Passare ad Arch Linux

De Windows a Arch Linux: Crónicas de una Migración

Mi experiencia en el sector de las TI siempre ha alimentado un profundo interés por los sistemas de código abierto. A pesar de ello, la migración de mi PC personal de Windows a Linux era una decisión que había ido postergando. Realizaba pruebas y trabajos de laboratorio en servidores Linux externos — máquinas virtuales en línea o Raspberry Pis caseras. Los motivos para no migrar eran prácticos: preocupaciones sobre la compatibilidad de los controladores de hardware e incertidumbre sobre si podría seguir ejecutando mis videojuegos. Títulos como Diablo, Path of Exile, Frostpunk y X-Com son una parte integral de mi tiempo libre — la perspectiva de perder el acceso a ellos era un freno importante. Sin embargo, finalmente el deseo de operar sobre un sistema completamente abierto y personalizable se impuso.

Primer enfoque: Ubuntu y resolución de problemas

Comencé la migración con Ubuntu, considerándola la distribución más accesible: el propio Valve la utiliza como distribución preferida para Steam, por lo que parecía el camino de menor resistencia para los juegos. El enfoque resultó eficaz. Fui resolviendo gradualmente todos los problemas relacionados con el hardware, identificando los controladores necesarios o soluciones alternativas.

La compatibilidad con los juegos fue una grata sorpresa. Gracias a Steam Proton, la mayoría de los títulos que usaba en Windows resultaron ser completamente funcionales en Linux directamente desde el cliente de Steam. El verdadero avance fue darme cuenta de que la implementación de Proton en Steam podía, por sí sola, resolver el 90% de los problemas de compatibilidad. El mejor enfoque consistía en ejecutar los clientes de otros portales de juegos (Epic, EA…) como aplicaciones externas lanzadas a través de Steam: sí, hay que abrir dos clientes en lugar de uno, pero las cosas simplemente funcionan. ¿Perfecto? No, hay margen de mejora — pero el resultado fue más que satisfactorio.

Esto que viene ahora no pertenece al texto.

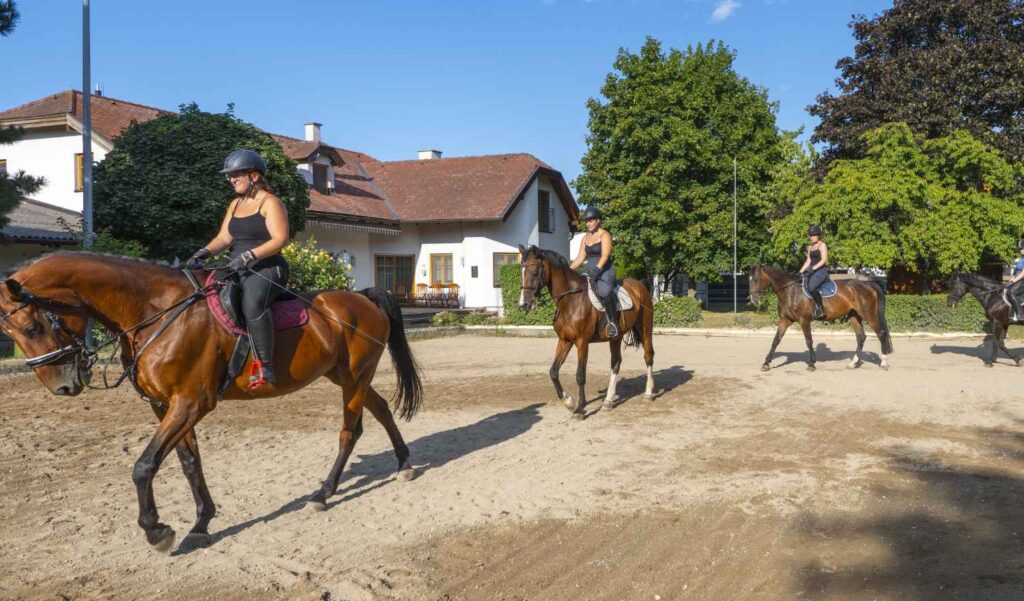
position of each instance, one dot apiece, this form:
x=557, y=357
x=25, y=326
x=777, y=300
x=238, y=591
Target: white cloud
x=724, y=10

El salto a Arch Linux: la búsqueda del control total

A medida que crecía mi familiaridad con Linux, surgió la necesidad de un control más granular sobre el sistema. El enfoque de Ubuntu, útil para empezar, se había vuelto limitante para mis necesidades avanzadas de personalización. No tiene sentido elegir una distribución autogestionada como Ubuntu para luego dedicar el tiempo a desmantelarla. Opté por Arch Linux, cuya naturaleza exige la configuración manual de cada componente — exactamente el control total que buscaba. Algo a tener en cuenta: la metodología de actualización rolling release. Pero valía la pena intentarlo.

Arch Linux: estabilidad y flexibilidad operativa

Al contrario de lo que pudiera temerse, el enfoque rolling release de Arch, gestionado con las prácticas adecuadas (copias de seguridad sistemáticas y seguimiento de los anuncios del sistema), demostró ser estable y muy flexible. El sistema basado en Arch con un entorno de escritorio Plasma cumple plenamente mis expectativas. La combinación de ligereza y amplias capacidades de personalización permite optimizar el entorno para necesidades específicas.

Para maximizar el rendimiento en los juegos, integré el Zen Kernel: un kernel optimizado para la capacidad de respuesta que saca el máximo partido del hardware disponible. El resultado es una experiencia de juego aún mejor. El uso de un kernel dual requiere cierta configuración adicional a nivel de GRUB y del controlador de Nvidia — pero una vez resueltos los problemas principales, todo comenzó a funcionar correctamente.

Un sistema a medida, en continua evolución

Hoy tengo un sistema completamente configurado según mis necesidades específicas. Sin más restricciones impuestas por sistemas cerrados: un entorno operativo que puedo moldear y adaptar libremente. La migración fue una gran experiencia, aunque no la considero un destino: es un proceso de mejora y ajuste continuo, y es bueno que funcione así.

¿Requiere estudio? Sí. ¿Podría haber complicaciones? Por supuesto. ¿Lo recomiendo? Absolutamente sí.